Ritmos de guaguancó, conga y rumba atronan el malecón en la noche. Festivos, sandungueros, jocosos y jodedores, los olochas danzán el nengón, el kiribá, el changuí y el sucu sucu.
Los tambores yuka, los tambores de palo, los tambores de Kinfuiti, los tambores biankomeco, los tambores arará, los tambores de Olokun, la tumba francesa, los tambores de radá, los tambores nagó, los tambores de bembé, los tambores batá, los tambores iyesá, los tambores dundún, los tambores gangá, anuncian la presencia de los orichas.

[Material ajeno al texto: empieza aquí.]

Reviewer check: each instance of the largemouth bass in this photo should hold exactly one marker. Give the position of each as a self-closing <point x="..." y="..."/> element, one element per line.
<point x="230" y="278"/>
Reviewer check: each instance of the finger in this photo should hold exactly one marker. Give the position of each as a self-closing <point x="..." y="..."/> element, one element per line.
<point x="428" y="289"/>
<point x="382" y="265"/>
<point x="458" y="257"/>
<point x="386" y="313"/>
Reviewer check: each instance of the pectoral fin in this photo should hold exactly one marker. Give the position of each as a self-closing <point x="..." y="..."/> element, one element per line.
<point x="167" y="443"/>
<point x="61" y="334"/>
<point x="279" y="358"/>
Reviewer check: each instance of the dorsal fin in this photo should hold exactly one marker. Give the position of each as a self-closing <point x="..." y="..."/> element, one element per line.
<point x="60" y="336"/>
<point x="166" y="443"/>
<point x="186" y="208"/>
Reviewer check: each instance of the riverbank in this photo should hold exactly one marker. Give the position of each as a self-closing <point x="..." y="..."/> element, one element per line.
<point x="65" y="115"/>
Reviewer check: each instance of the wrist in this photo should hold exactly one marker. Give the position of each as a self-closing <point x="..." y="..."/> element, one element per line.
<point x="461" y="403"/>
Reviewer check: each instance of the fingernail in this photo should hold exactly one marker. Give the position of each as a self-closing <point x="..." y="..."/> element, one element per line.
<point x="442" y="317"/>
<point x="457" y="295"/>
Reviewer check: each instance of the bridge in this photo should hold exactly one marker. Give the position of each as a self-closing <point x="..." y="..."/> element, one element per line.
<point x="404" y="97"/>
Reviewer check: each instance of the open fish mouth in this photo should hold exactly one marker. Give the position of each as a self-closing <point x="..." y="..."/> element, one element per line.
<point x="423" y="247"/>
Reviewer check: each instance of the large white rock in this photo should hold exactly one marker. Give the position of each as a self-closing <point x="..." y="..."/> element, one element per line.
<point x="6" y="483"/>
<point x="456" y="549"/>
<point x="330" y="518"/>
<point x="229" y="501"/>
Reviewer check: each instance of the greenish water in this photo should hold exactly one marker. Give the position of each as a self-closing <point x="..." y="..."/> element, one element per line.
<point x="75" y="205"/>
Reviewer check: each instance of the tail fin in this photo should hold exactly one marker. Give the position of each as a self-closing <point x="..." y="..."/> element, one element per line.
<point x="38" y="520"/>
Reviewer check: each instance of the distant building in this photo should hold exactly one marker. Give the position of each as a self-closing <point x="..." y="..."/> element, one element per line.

El trance se presiente ya, hasta que por fin el caballo de santo se acerca a mi amigo Humberto y a mí para escuchar nuestras quejas.
Después nos lleva al Igbodó y allí nos deja con las Iyalochas, jóvenes, valquiria una y morenas las demás, bautizadas por la luna, que amamantan nuestros pesares, nos dibujan sensuales fantasías y nos encomiendan a Oyá, la dueña del cementerio, que ya nos ha colocado el número ocho.
Amanecimos fríos. Comimos harina caliente y tocamos el quinto mientras esperamos, entre trago y trago, la hora del carnaval orgiástico de la muerte.